Assisted Living

2006 Assisted Living National Patient Safety Goals

 
Note: New Goals and Requirements are indicated in bold.
Goal 1 Improve the accuracy of resident identification.
1A Use at least two resident identifiers (neither to be the resident's room number) whenever administering medications or blood products; taking blood samples and other specimens for clinical testing, or providing any other treatments or procedures.
1B Prior to the start of any invasive procedure, conduct a final verification process to confirm the correct resident, procedure, site, and availability of appropriate documents. This verification process uses active—not passive—communication techniques.
Goal 2 Improve the effectiveness of communication among caregivers.

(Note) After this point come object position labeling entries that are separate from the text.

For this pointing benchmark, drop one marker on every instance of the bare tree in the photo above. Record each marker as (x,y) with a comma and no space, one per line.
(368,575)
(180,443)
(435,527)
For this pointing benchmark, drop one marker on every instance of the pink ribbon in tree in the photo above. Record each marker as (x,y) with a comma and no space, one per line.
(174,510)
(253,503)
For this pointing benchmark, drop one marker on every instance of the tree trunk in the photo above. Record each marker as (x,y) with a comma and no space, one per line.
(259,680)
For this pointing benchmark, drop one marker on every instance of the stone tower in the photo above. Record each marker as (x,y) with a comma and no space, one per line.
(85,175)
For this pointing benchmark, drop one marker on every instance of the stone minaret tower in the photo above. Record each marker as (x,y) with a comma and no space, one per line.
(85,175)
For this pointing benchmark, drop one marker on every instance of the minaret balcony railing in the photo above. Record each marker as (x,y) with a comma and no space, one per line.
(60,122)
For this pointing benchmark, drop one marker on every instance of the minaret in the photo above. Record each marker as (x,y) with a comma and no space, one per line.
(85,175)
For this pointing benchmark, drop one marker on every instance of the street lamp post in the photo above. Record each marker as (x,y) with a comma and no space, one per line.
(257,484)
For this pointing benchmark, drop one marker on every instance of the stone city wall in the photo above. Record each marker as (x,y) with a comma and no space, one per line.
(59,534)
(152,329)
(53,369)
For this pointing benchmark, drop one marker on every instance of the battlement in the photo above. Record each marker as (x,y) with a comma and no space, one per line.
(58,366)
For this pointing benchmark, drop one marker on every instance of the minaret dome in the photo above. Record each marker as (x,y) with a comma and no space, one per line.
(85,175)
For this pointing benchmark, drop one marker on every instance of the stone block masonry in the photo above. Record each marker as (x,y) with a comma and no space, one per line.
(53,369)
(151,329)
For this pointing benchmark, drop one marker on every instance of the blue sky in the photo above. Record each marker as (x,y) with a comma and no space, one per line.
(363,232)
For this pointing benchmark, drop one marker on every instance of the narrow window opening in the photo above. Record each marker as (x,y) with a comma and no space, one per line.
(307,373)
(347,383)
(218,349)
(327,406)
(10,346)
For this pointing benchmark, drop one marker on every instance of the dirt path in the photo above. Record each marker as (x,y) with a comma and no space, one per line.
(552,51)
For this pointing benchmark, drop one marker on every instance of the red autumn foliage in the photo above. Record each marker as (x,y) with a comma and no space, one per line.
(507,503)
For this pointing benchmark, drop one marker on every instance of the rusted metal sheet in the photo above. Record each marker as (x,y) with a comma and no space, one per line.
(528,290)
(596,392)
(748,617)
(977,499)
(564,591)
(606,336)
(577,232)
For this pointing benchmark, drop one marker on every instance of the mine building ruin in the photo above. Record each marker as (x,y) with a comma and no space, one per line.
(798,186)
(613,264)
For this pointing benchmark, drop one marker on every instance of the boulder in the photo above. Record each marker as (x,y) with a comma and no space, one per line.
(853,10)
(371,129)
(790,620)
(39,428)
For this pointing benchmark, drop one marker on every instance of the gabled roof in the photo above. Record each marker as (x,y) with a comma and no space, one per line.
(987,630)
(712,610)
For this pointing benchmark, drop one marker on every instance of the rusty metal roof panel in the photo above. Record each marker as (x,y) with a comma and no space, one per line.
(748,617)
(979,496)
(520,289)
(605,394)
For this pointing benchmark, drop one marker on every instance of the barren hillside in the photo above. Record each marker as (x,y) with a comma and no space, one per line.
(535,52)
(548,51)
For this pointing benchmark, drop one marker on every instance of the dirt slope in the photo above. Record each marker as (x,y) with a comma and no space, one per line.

2A For verbal or telephone orders or for telephonic reporting of critical test results, verify the complete order or test result by having the person receiving the order or test result "read-back" the complete order or test result.
2B Standardize a list of abbreviations, acronyms and symbols that are not to be used throughout the organization.
2C Not applicable.
2D Not applicable.
2E Implement a standardized approach to “hand off” communications, including an opportunity to ask and respond to questions. 
Goal 3 Not applicable.
Goal 4 Not applicable.
Goal 5 Retired in 2006.
Goal 6 Not applicable.
Goal 7 Reduce the risk of health care-associated infections.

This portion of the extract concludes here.